After the drama of Tuesday's U.S. elections, global investors this week will continue to predict the impact of the President-elect's arrival at the White House on different asset classes and attempt to separate the equity winners from losers.
(This week enthusiasm about Trump's planned infrastructure spending spree boosted commodity prices, and therefore mining stocks, and hopes he will peddle back on banking regulation lifted that sector. Defense stocks were also an early gainer, whereas bond prices have been hammered by worries his spending will stoke inflation).
In Europe the uncertainty about Trump's Presidency comes amid a background of still-weak eurozone growth and GDP figures from Germany and Italy on Tuesday will confirm that the recovery of the bloc as a whole remains fragile.
The two countries' third-quarter GDP reports come after quarterly estimates from France and Spain and after the EU's statistics arm estimated that the eurozone as a whole expanded by 0.3% in the third quarter, and by 1.6% year-on-year, unchanged from the second quarter.
Credit Suisse expects the German economy, which is perceived as the growth engine for the whole region, grew at a pace of 0.4% quarter-on-quarter, and 1.8% year-on-year, unchanged from the second quarter, with Italy expanding by just 0.2% quarter-on-quarter after second-quarter stagnation.
Eurostat will also give a second estimate for eurozone growth on Tuesday
On Thursday final eurozone inflation data is expected to confirm an annual rate of October price growth of 0.5%.

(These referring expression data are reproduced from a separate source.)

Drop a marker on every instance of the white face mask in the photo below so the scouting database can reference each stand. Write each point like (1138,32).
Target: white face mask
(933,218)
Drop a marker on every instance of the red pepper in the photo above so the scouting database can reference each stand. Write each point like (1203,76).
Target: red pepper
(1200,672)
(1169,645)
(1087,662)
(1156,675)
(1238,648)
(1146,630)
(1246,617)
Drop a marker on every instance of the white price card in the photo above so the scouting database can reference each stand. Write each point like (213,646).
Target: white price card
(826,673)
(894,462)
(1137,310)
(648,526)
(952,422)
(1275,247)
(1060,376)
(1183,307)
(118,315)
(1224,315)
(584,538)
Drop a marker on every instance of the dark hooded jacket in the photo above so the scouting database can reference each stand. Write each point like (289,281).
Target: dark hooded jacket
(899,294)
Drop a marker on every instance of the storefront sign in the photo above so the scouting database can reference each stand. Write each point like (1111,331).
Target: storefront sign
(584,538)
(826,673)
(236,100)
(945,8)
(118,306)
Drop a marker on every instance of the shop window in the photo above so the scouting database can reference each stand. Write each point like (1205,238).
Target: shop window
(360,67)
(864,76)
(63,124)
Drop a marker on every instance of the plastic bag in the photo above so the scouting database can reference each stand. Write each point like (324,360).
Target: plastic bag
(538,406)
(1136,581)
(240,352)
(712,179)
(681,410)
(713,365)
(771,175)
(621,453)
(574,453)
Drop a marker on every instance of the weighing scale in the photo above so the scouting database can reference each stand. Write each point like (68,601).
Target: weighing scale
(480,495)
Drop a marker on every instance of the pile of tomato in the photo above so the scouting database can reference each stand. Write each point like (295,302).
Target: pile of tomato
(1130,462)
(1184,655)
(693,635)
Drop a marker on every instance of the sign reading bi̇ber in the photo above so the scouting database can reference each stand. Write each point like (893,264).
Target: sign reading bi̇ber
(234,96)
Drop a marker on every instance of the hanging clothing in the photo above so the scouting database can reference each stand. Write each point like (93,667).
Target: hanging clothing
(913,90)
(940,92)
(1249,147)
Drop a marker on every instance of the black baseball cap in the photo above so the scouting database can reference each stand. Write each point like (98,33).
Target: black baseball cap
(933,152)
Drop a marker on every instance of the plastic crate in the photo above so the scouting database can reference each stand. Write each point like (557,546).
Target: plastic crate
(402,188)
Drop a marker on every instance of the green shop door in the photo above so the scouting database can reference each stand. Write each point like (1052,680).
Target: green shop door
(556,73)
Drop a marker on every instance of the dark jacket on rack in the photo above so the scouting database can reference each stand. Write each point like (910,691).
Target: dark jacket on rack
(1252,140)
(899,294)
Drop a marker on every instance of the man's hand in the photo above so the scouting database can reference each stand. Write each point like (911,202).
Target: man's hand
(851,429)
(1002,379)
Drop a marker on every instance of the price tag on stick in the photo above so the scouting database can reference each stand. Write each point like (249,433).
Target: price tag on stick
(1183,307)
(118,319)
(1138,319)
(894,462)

Banking investors will be watching the events at the Frankfurt European Banking Congress on Friday for clues about how that sector will develop. Deutsche Bank (DB) CEO John Cryan, pictured, and Commerzbank (CRZBY) chairman Martin Zielke are among the speakers. At a recent banking pow-wow in Frankfurt over the summer, Cryan sparked several days of excitement by advocating mergers in the sector across Europe. It emerged at the time Deutsche Bank had held abortive merger talks with Commerzbank. Since then interest in Deutsche Bank has intensified with news it is attempting to negotiate lower a threatened $14 billion fine from the Department of Justice related to mortgage-backed securities it sold before the credit crisis.